Ramjattan on behalf of the teen had filed a $40 million lawsuit against the then Attorney General, the Commissioner of Police and the two ranks accused of torturing the boy, seeking $40M in compensation. In June 2011, Justice Roxane George, after describing the case as constituting torture, awarded the teenager $6.5M in damages, while explaining that there had been a violation of his fundamental human rights. The government subsequently appealed the ruling.
The boy had been held for questioning in connection with the murder of retired Region Three vice-chairman Ramenaught Bisram, who was found dead at his home on October 26, 2009 with several stab wounds. While being interrogated by police officers at the Leonora Police Station, the boy, then 15, was allegedly doused with methylated spirits and set alight.
Two policemen, Mohanram Dolai and Narine Lall, were later charged for causing grievous bodily harm to the teen but the charges were later dismissed in the Magistrate’s Court after the teen and others failed to show up at the trial to give evidence. The duo was also charged with unlawfully and maliciously wounding Nouravie Wilfred. The duo along with Corporal Oswald Foo were also charged with unlawfully and maliciously wounding Deonarine Rafick, with intent to maim, disfigure, disable or cause him grievous bodily harm. Wilfred and Rafick were arrested along with the teen in connection with the murder of Bisram.

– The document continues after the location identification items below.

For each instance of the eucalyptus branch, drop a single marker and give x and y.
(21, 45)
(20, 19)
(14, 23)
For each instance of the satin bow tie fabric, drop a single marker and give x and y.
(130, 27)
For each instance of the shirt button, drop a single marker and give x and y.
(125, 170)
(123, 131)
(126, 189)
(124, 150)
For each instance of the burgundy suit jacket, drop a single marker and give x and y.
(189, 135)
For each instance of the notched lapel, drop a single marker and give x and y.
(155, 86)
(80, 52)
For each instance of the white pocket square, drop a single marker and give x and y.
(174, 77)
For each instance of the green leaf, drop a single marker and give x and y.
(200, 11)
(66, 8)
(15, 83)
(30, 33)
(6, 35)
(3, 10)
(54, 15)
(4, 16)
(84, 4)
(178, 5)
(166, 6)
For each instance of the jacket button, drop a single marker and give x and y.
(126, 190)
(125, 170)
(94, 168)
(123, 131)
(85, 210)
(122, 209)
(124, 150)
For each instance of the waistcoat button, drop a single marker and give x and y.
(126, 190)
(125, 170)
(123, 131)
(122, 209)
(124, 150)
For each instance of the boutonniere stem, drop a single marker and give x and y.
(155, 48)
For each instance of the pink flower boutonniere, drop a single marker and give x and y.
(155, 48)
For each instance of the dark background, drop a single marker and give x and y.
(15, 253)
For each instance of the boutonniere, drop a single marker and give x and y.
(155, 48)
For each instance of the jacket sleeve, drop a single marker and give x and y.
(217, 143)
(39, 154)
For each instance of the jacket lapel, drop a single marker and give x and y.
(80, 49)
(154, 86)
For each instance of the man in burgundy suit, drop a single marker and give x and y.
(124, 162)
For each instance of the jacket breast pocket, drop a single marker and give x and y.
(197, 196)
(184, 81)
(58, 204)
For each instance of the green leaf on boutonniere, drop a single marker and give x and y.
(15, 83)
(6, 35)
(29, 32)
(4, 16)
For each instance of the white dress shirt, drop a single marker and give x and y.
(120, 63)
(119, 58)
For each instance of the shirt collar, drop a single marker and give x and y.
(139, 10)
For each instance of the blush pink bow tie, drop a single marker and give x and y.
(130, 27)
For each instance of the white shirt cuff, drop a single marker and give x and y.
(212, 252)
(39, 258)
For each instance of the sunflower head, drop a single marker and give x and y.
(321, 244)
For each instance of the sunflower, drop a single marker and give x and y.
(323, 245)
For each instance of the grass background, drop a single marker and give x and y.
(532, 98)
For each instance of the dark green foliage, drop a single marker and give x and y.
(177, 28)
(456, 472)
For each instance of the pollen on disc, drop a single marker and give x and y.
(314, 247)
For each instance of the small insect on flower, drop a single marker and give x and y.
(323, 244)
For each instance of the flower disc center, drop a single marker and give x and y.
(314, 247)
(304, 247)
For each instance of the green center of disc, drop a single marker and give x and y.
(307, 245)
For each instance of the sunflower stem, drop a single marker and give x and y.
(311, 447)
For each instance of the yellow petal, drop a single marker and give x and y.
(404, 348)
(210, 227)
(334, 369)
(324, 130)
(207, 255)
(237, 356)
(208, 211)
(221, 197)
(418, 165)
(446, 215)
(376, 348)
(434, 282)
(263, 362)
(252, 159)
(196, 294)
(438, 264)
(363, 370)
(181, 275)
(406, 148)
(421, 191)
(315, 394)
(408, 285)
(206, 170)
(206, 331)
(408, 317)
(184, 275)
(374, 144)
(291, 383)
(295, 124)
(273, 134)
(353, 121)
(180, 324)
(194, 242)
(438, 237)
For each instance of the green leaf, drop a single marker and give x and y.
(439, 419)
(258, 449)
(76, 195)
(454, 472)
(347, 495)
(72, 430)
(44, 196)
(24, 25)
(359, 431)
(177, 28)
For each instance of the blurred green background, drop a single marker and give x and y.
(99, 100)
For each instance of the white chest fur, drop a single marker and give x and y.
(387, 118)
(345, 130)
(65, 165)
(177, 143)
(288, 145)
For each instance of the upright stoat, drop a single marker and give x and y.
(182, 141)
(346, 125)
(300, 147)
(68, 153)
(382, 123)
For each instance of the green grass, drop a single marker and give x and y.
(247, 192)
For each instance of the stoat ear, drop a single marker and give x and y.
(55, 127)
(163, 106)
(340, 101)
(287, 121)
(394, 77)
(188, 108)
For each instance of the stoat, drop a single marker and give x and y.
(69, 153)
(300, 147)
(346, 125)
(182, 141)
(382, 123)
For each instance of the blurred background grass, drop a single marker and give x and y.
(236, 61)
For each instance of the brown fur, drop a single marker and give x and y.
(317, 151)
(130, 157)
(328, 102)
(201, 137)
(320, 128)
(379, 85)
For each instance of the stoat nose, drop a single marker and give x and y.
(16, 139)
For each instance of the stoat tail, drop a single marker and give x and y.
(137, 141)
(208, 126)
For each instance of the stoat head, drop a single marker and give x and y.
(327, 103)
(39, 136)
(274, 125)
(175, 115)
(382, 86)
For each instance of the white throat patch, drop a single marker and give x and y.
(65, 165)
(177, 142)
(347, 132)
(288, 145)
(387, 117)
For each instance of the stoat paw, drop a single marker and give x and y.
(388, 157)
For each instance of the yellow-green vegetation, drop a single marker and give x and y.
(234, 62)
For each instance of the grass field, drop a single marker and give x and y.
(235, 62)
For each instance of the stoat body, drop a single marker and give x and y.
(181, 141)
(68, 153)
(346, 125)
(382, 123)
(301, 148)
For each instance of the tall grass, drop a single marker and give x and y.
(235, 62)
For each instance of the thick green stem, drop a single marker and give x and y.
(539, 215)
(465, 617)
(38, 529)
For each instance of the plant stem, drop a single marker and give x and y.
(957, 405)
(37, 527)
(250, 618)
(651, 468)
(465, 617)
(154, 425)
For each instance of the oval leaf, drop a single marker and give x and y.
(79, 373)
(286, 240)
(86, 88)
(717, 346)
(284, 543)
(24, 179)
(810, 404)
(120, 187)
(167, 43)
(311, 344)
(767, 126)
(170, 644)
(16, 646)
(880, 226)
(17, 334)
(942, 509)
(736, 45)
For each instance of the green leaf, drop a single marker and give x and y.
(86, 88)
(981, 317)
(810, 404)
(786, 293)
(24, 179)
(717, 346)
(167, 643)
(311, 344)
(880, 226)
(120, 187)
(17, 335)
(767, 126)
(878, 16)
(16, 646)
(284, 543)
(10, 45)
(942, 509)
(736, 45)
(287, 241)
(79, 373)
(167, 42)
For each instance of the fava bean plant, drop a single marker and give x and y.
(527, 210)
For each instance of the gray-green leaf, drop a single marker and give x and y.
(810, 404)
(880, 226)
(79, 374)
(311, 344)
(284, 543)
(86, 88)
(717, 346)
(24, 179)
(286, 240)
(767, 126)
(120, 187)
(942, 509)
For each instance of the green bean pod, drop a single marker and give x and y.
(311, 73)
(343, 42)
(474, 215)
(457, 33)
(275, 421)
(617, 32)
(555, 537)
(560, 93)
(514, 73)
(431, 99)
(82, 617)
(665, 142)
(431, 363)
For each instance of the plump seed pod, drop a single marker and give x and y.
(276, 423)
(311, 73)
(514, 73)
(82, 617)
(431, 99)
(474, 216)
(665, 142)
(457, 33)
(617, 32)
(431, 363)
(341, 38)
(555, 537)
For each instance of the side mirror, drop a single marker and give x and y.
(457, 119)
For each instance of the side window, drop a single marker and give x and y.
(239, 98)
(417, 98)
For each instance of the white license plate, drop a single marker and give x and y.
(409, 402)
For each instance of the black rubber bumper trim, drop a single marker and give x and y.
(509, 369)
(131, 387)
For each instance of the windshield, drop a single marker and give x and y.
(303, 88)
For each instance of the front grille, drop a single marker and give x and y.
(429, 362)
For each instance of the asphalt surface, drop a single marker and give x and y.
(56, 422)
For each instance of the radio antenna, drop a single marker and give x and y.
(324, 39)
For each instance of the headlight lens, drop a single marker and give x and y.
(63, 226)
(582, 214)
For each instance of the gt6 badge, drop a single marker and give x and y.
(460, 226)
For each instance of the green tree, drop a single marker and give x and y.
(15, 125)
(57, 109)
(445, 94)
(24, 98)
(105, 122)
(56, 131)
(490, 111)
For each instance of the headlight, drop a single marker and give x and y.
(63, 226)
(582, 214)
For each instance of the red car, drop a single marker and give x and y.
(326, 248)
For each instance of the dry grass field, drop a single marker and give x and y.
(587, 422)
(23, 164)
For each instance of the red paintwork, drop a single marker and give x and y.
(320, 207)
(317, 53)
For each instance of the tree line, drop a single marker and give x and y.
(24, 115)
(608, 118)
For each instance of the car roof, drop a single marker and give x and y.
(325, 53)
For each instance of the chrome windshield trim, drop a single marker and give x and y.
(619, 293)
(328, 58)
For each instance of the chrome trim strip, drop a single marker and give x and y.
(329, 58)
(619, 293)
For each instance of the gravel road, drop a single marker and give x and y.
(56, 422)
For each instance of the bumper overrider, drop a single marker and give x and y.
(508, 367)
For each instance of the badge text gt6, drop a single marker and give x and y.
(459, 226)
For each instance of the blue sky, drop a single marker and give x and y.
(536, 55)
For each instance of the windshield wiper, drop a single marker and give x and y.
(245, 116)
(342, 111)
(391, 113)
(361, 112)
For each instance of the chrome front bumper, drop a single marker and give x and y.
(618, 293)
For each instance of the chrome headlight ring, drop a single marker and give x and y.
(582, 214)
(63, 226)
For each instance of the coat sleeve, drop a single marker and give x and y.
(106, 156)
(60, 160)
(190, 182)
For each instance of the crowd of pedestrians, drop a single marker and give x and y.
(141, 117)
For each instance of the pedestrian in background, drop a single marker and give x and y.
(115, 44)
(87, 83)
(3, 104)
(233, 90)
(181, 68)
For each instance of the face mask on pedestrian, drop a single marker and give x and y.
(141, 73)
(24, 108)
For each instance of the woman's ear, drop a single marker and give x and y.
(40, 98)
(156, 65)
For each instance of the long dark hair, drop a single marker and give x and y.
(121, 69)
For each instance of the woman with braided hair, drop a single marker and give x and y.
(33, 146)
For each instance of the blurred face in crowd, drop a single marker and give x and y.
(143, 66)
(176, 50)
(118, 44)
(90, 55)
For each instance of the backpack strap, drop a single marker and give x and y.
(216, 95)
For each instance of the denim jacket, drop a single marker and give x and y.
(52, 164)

Guyana recently appeared before the Committee on the Rights of the Child in Geneva, Switzerland where the country’s periodic reports on the implementation of the Convention on the Rights of the Child were presented.
Among the issues raised were the torture case and government in its response said that a full investigation into how security officers were allowed to “blatantly flout national and international legislation was launched and two officers attached to Criminal Investigations Department of the Guyana Police force were arrested on the use of excessive force.” In its response, the government said that the case was later dismissed for want of prosecution as the victim and his family failed to show up for sessions to give evidence on 17 consecutive occasions.
“On 17 June 2011, as a result of a civic action filed in February 2010, GYD6.5 M was awarded to the tortured teenager by the High Court which stated that, pursuant to Articles 139 and 141 of the Guyana Constitution, his fundamental constitutional rights were violated by the police officers as well as other members of the Guyana Police Force. In addition to the judgment for GYD6.5 million, the teenager was also awarded court costs in the sum of GYD175,000 and has since received compensation as awarded by the court,” the government said in its response.